Je voudrais dire à quel point nous l'estimons, pour tout ce travail d'organisation qu'il a fait ces 30 dernières années: c'est lui qui as fondé le groupe de combinatoire. Sans lui, il n'y aurait pas de LaCIM (laboratoire de combinatoire d'informatique mathématique). Il en a été le premier directeur, et a fait ce travail de direction à plusieurs reprises. Je ne suis arrivé à l'UQAM qu'il y a un peu plus de 20 ans, et je n'ai donc pas vu Pierre à l'oeuvre avant ça. Le groupe de combinatoire était déjà largement opératoire. Le thème dominant en était la théorie des espèce; ce n'est pas une théorie de l'évolution, mais un domaine des mathématiques, plus précisément de la combinatoire. Pierre s'était emparé de ce sujet pour en faire le thème unificateur du laboratoire. Mais un thème ne suffit pas. Il faut aussi des locaux, des subventions, des colloques. Et Pierre excellait dans l'organisation. Il n'était pas des ces personnages qui prennent toute la place autour d'eux. Non, il faisait les choses dans une certaine discrétion, avec une efficacité certaine. C'était, pour autant que je puisse en juger, un diplomate avisé. Pas un mot plus haut que l'autre, pas d'altercation ni d'intimidation. mais il arrivait à ses fins et obtenait ce qu'il voulait.

Le laboratoire de mathématiques créé par Pierre est connu pour sa convivialité. Beaucoup d'invités étrangers nous ont fait remarquer ceci. Pierre en est le responsable pour une bonne part, à cause de sa personnalité attachante, à cause de sa simplicité.

Je ne parlerai pas beaucoup de l'oeuvre mathématique de Pierre. Il a écrit près de 60 articles, le premier, il y a 40 ans; il a écrit 2 livres. Il a dirigé de nombreux étudiants en maîtrise et en doctorat. Il en laisse quelques-un orphelins, dont il faudra que nous nous occupions.

Nous avons pu, en 2006, organiser un colloque en l'honneur de Pierre. Je suis heureux que nous ayons pu le faire. Nous avons ainsi pu lui rendre hommage et le remercier de son oeuvre. Plusieurs conférenciers sont venus d'Europe pour cela (l'un d'entre eux est d'ailleurs ici, venu hier exprès d'Allemagne). Nous avons aussi récolté plusieurs affiches avec sa photo, accrochés dans les bureaux et les couloirs, qui nous remémorent Pierre.

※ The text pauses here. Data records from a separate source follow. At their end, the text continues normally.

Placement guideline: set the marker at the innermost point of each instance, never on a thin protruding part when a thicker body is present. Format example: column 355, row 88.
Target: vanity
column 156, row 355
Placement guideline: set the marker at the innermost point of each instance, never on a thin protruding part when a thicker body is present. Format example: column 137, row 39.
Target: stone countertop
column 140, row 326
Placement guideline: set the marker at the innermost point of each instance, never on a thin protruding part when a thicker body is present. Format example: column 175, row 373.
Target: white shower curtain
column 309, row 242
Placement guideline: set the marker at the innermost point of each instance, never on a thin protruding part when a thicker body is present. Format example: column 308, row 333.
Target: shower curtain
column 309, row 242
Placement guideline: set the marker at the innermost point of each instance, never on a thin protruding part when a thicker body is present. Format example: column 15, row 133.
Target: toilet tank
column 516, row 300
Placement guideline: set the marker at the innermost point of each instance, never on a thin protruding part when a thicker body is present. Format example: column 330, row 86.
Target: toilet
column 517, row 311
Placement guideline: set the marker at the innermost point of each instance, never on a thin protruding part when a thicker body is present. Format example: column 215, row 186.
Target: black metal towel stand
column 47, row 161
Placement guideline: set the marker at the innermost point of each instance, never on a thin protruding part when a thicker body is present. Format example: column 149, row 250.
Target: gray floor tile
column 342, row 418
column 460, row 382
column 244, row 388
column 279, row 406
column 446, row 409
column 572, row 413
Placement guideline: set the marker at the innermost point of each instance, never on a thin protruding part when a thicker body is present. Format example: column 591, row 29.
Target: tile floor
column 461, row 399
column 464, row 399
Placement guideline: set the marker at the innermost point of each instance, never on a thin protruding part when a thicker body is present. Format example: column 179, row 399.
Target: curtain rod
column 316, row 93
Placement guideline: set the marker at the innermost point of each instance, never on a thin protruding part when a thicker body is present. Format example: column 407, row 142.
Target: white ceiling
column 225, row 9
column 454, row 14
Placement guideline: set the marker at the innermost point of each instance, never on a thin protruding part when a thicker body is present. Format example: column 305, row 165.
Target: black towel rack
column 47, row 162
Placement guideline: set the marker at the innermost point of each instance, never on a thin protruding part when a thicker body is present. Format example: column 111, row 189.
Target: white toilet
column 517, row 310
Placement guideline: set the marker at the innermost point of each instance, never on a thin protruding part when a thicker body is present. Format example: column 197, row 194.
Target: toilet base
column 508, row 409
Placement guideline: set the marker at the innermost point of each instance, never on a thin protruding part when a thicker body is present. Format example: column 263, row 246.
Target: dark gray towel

Je me souviens aussi de quelques randonnées en canot, que Pierre a organisées, pour ses collègues et amis. Je venais d'arriver au Québec, et je découvrai ce qui est en somme participe du génie du Québec: toutes ces rivières, tout ce réseau qui permet de se déplacer en canot. Nous partions une dizaine, sous sa direction, après la préparation du matériel sous sa direction. Le soir, le matin, il nous faisait un feu, allumé avec de l,écorce de bouleau qu'il avait judicieusement placé au sec. Son feu nous réchauffait la peau (ces randonnées avait toujours leiu en automne ou au printemps), tandis que le délicieux fudge de Mado nous réchauffait à l'intérieur. Il était admirable de voir le souci du détail; on sentait que cette organisation avait été rodée par le temps et l'expérience.

Je voudrais exprimer, au nom du laboratoire auquel Pierre manque déjà cruellement, toute ma sympathie à sa famille: Mado, Marie-Claude, Sophie, leurs enfants et toute la famille et les amis de Pierre.